To address a comment (question?) on the short answer I mentioned: No, it cannot be used with a HEREDOC syntax, as that shell command is given. HEREDOC can be used in the redirection version syntax, (without the -Bse
option), since I/O redirection is what HEREDOC is built around. If you need the functionality of HEREDOC, it would be better to use it in the creation of a .sql
file, even if it's a temporary one, and use that file as the "command" to execute with the MySQL batch line.
#!/bin/bash
cat >temp.sql <<SQL_STATEMENTS
...
SELECT \`column_name\` FROM \`table_name\` WHERE \`column_name\`='$shell_variable';
...
SQL_STATEMENTS
mysql -u $user -p$password $db_name -Be "SOURCE temp.sql"
rm -f temp.sql
Bear in mind that because of shell expansion you can use shell and environment variables within the HEREDOC. The down-side is that you must escape each and every backtick. MySQL uses them as the delimiters for identifiers but the shell, which gets the string first, uses them as executable command delimiters. Miss the escape on a single backtick of the MySQL commands, and the whole thing explodes with errors. The whole issue can be solved by using a quoted LimitString for the HEREDOC:
#!/bin/bash
cat >temp.sql <<'SQL_STATEMENTS'
...
SELECT `column_name` FROM `table_name` WHERE `column_name`='constant_value';
...
SQL_STATEMENTS
mysql -u $user -p$password $db_name -Be "SOURCE temp.sql"
rm -f temp.sql
Removing shell expansion that way eliminates the need to escape the backticks, and other shell-special characters. It also removes the ability to use shell and environment variables within it. That pretty much removes the benefits of using a HEREDOC inside the shell script to begin with.

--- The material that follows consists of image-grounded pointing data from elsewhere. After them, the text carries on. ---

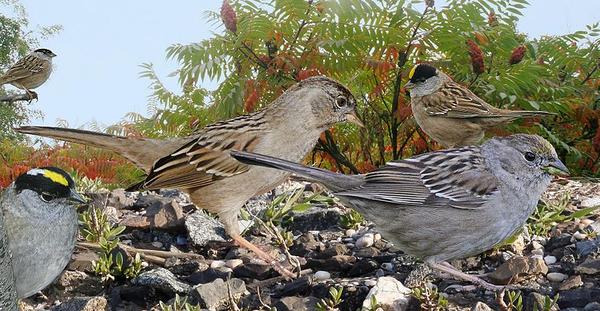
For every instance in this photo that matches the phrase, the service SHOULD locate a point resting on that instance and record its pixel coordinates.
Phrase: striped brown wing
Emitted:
(454, 178)
(25, 67)
(206, 158)
(456, 101)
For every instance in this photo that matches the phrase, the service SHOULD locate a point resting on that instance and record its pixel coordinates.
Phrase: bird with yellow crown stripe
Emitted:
(38, 231)
(451, 114)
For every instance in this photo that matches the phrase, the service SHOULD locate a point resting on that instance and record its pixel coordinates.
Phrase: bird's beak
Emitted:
(76, 197)
(557, 168)
(353, 118)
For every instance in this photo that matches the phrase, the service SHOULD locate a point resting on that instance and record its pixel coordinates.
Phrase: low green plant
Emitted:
(514, 303)
(547, 215)
(334, 300)
(179, 304)
(97, 229)
(351, 220)
(429, 298)
(548, 304)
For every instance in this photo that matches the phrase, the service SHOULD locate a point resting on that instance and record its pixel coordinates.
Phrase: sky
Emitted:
(103, 43)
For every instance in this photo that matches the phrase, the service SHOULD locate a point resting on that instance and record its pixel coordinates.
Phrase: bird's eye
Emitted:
(529, 156)
(341, 101)
(46, 197)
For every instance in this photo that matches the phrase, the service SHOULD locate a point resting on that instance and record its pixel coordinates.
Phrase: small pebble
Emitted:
(322, 275)
(232, 263)
(217, 264)
(365, 241)
(537, 245)
(579, 236)
(370, 283)
(550, 260)
(387, 266)
(377, 237)
(556, 277)
(537, 252)
(587, 222)
(350, 232)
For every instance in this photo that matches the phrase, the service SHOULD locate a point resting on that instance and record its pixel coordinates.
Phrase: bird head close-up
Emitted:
(530, 158)
(424, 79)
(44, 53)
(47, 186)
(331, 102)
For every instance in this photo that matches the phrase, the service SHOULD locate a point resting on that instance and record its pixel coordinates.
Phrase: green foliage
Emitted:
(16, 40)
(547, 216)
(97, 228)
(334, 300)
(178, 304)
(429, 298)
(351, 220)
(369, 46)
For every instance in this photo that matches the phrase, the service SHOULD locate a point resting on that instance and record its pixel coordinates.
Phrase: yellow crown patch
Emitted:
(56, 177)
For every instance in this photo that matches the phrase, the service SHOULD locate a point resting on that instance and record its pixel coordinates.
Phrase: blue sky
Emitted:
(104, 42)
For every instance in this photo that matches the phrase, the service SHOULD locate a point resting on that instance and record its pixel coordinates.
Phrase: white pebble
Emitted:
(556, 277)
(217, 264)
(232, 263)
(550, 260)
(322, 275)
(365, 241)
(579, 236)
(387, 266)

The other option is to use the multi-line quoted strings allowed in Bash with the batch syntax version (with the -Bse
). I don't know other shells, so I cannot say if they work therein as well. You would need to use this for executing more than one .sql
file with the SOURCE
command anyway, since that is not terminated by a ;
as other MySQL commands are, and only one is allowed per line. The multi-line string can be either single or double quoted, with the normal effects on shell expansion. It also has the same caveats as using the HEREDOC syntax does for backticks, etc.
A potentially better solution would be to use a scripting language, Perl, Python, etc., to create the .sql
file, as the OP did, and SOURCE
that file using the simple command syntax at the top. The scripting languages are much better at string manipulation than the shell is, and most have in-built procedures to handle the quoting and escaping needed when dealing with MySQL.